Düsseldorf (dpa/lnw) - Die Zahl antisemitischer Vorfälle ist in Nordrhein-Westfalen erneut drastisch gestiegen. Die Recherche- und Informationsstelle Antisemitismus (RIAS) NRW erfasste im vergangenen Jahr 940 Vorfälle. Das ist eine Steigerung um 42 Prozent im Vergleich zum Vorjahr, wie aus ihrem am Mittwoch in Düsseldorf präsentierten dritten Jahresbericht hervorgeht. «Diesen erschreckenden Trend sehen wir leider auch in anderen Bundesländern», sagte NRW-Integrationsministerin Josefine Paul (Grüne).

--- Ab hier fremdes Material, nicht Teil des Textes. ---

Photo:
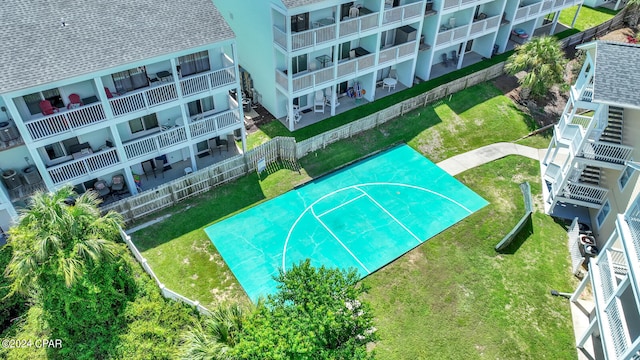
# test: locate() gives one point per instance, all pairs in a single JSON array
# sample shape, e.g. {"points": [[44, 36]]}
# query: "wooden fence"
{"points": [[165, 292]]}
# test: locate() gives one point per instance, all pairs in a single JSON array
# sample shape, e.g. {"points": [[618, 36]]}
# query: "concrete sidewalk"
{"points": [[460, 163]]}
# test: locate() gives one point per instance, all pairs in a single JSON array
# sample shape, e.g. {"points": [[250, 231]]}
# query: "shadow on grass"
{"points": [[521, 237], [397, 131], [216, 204]]}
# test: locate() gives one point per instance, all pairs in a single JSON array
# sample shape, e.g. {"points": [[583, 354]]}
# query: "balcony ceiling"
{"points": [[98, 35]]}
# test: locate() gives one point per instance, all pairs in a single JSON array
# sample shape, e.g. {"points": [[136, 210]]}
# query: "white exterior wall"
{"points": [[116, 128]]}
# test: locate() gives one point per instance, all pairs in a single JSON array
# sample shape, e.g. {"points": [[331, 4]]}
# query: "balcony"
{"points": [[65, 121], [481, 27], [353, 67], [450, 4], [606, 152], [210, 126], [396, 53], [143, 99], [153, 144], [402, 13], [83, 166], [358, 25], [216, 124], [450, 36], [207, 81]]}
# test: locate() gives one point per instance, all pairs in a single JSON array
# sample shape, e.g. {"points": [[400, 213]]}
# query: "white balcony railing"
{"points": [[215, 124], [486, 25], [402, 13], [359, 24], [448, 36], [84, 166], [354, 66], [143, 99], [59, 123], [397, 52], [583, 192], [308, 38], [207, 81], [154, 143], [605, 151]]}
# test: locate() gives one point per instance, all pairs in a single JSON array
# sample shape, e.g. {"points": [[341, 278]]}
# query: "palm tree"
{"points": [[544, 61], [216, 335], [59, 234], [633, 9]]}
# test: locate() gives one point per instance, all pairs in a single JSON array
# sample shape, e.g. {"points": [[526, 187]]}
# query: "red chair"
{"points": [[108, 92], [74, 101], [47, 108]]}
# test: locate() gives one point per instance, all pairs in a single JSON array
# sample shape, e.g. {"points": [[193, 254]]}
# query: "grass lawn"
{"points": [[452, 297], [587, 18]]}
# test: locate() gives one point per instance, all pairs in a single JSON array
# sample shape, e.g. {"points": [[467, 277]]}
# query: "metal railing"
{"points": [[605, 151], [207, 81], [359, 24], [143, 99], [83, 166], [66, 121], [488, 24]]}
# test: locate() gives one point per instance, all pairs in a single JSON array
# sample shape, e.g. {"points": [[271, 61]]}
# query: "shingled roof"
{"points": [[617, 74], [99, 34], [296, 3]]}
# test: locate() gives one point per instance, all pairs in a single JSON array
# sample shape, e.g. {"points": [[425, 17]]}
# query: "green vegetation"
{"points": [[84, 288], [587, 18], [316, 314], [456, 298], [183, 257], [544, 61]]}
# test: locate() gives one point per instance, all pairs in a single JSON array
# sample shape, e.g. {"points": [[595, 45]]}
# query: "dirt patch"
{"points": [[547, 111]]}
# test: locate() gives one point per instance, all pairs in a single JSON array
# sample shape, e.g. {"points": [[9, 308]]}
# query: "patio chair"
{"points": [[454, 58], [147, 167], [74, 101], [117, 183], [221, 144], [159, 166], [47, 108], [318, 102], [445, 61], [101, 188]]}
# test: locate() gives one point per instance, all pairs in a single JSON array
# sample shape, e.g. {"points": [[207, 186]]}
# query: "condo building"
{"points": [[117, 96]]}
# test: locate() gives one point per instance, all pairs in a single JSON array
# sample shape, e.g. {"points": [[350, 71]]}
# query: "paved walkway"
{"points": [[459, 163]]}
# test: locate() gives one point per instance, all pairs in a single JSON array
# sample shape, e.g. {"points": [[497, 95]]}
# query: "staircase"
{"points": [[613, 132], [590, 175]]}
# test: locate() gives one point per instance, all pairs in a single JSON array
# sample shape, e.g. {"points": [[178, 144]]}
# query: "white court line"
{"points": [[335, 237], [341, 205], [388, 213], [295, 223]]}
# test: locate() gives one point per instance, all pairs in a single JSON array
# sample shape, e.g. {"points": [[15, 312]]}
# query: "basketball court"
{"points": [[363, 216]]}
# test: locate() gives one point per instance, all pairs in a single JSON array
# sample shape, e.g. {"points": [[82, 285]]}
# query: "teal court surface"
{"points": [[363, 216]]}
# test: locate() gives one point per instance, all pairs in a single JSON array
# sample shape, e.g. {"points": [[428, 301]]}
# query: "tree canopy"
{"points": [[544, 61], [315, 314], [66, 260]]}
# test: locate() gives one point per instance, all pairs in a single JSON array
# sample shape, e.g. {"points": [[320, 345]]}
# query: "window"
{"points": [[130, 79], [602, 214], [624, 177], [194, 63], [33, 100], [144, 123], [200, 106], [299, 64]]}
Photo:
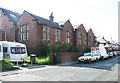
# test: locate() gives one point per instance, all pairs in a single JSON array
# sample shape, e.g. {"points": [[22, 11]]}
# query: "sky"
{"points": [[100, 15]]}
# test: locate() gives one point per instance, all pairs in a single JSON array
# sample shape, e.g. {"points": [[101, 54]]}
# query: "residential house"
{"points": [[2, 36], [8, 24], [81, 37], [91, 38], [35, 31], [67, 32]]}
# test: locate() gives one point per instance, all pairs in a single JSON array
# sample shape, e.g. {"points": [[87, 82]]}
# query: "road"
{"points": [[106, 70]]}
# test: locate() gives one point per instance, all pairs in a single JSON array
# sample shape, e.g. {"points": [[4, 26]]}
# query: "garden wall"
{"points": [[64, 57]]}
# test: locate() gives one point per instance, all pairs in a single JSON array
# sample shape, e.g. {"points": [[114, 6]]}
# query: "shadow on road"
{"points": [[107, 64]]}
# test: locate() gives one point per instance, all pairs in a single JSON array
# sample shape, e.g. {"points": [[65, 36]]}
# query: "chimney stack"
{"points": [[51, 17]]}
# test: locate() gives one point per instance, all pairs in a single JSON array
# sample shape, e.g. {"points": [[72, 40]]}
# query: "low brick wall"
{"points": [[66, 57]]}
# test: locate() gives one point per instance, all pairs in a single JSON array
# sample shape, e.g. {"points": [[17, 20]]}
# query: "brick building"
{"points": [[67, 32], [81, 37], [35, 30], [2, 36], [8, 25], [91, 38]]}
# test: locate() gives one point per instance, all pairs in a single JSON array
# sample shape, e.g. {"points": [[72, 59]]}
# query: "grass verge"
{"points": [[6, 65]]}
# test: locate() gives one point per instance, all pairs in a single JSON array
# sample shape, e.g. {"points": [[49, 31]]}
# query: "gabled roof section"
{"points": [[13, 16], [45, 21], [90, 30], [82, 26]]}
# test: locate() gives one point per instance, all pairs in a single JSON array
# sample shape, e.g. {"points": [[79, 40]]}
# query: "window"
{"points": [[57, 35], [85, 40], [46, 33], [24, 33], [68, 37], [79, 38]]}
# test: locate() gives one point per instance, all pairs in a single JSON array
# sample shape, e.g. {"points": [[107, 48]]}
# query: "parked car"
{"points": [[87, 57], [114, 53], [110, 54], [118, 52]]}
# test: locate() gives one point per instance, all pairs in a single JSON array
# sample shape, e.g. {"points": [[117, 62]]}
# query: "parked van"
{"points": [[99, 51], [13, 51], [1, 51]]}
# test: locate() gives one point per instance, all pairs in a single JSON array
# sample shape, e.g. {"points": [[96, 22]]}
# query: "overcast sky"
{"points": [[100, 15]]}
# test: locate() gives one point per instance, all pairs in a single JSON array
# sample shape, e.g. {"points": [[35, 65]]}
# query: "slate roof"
{"points": [[13, 16], [45, 21]]}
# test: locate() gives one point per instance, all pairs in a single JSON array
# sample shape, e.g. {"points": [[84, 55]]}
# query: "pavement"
{"points": [[33, 67]]}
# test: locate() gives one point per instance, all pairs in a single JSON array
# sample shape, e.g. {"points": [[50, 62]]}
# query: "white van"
{"points": [[13, 51], [1, 51]]}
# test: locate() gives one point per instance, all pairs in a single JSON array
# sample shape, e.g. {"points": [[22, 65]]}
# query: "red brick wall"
{"points": [[52, 37], [81, 29], [68, 27], [0, 35], [32, 30], [91, 38], [34, 34], [7, 25]]}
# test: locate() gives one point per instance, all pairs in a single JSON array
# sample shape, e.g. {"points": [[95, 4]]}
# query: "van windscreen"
{"points": [[18, 50]]}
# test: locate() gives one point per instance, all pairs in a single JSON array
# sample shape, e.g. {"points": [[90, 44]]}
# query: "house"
{"points": [[67, 32], [8, 24], [91, 38], [81, 37], [35, 31]]}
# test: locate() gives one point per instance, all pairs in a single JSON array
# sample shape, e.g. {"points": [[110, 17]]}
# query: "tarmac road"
{"points": [[106, 70]]}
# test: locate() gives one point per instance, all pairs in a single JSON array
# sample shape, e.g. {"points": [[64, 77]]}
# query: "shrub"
{"points": [[7, 65], [44, 50]]}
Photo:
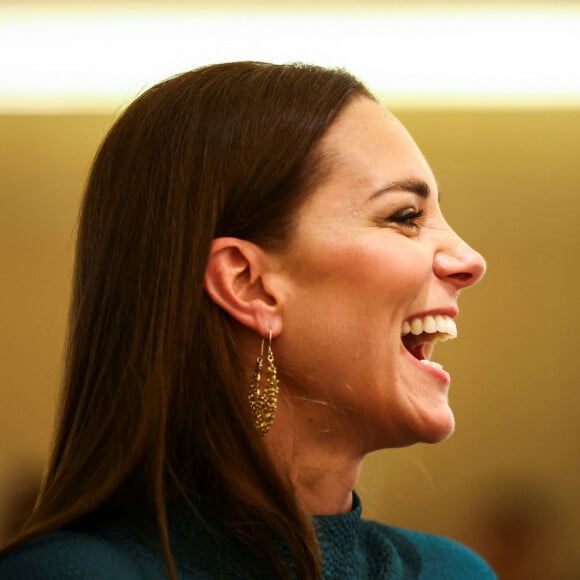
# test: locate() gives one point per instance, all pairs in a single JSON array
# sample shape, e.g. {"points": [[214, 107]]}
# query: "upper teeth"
{"points": [[430, 324]]}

Dreiste Übergriffe auf offener Straße

«Die meisten dieser Vorfälle ereignen sich schlicht und einfach auf der Straße», berichtete RIAS-Leiter Jörg Rensmann. Mit 327 Ereignissen sei das im Vergleich zum Vorjahr ein Anstieg um 63 Prozent. 

«Das heißt, die Menschen haben heute noch viel weniger als früher ein Problem damit, Antisemitismus auszudrücken», erklärte Rensmann die Zahlen. «Tabus fallen, Scheuklappen fallen. Die Menschen sind noch viel offener antisemitisch - vor allem mit Bezug auf Israel, aber nicht ausschließlich - als früher.»

«Antisemitismus wieder salonfähig»

Auch die Antisemitismusbeauftragte des Landes, Sylvia Löhrmann mahnte: «Dass sich ein Großteil der Vorfälle im öffentlichen Raum ereignet, zeigt, wie salonfähig Antisemitismus geworden ist.» Der Bericht spiegele das Unsicherheitsgefühl der in NRW lebenden Jüdinnen und Juden wider. «Jeder einzelne der 940 Vorfälle ist ein Appell an uns alle, dass wir nicht aufhören dürfen, gegen Antisemitismus vorzugehen.»

Mit 63 Prozent (2023: 56 Prozent) oder 590 Fällen sei Israel-bezogener Antisemitismus der am häufigsten dokumentierte, berichtete Rensmann. Der Krieg in Israel und Gaza biete «eine ganzjährige Gelegenheitsstruktur für antisemitische Vorfälle», erklärte er. «Das bedeutet, dass antisemitische Einstellungen schon vorher vorhanden sind und dann quasi nach einer Gelegenheit gesucht wird, diese auszudrücken.»

Große Sorge und Verunsicherung in den jüdischen Gemeinden bereiteten auch die 101 Übergriffe, bei denen Gedenkorte, die an die jüdischen Opfer des Nationalsozialismus erinnern, gezielt angegriffen worden seien. Dies sei ein Anstieg um 74 Prozent gegenüber dem Vorjahr.

Der Schrecken macht sich wieder im Alltag breit

«Was wir heute an Antisemitismus in Deutschland erleben, hätten wir uns hier lange so nicht mehr vorstellen können», beklagte der Geschäftsführer des Landesverbandes der jüdischen Gemeinden von Westfalen-Lippe, Alexander Sperling. Antisemitismus sei im Alltag der Juden schmerzlich spürbar - «aus allen möglichen Richtungen, ob von links, rechts oder der Mitte der Gesellschaft».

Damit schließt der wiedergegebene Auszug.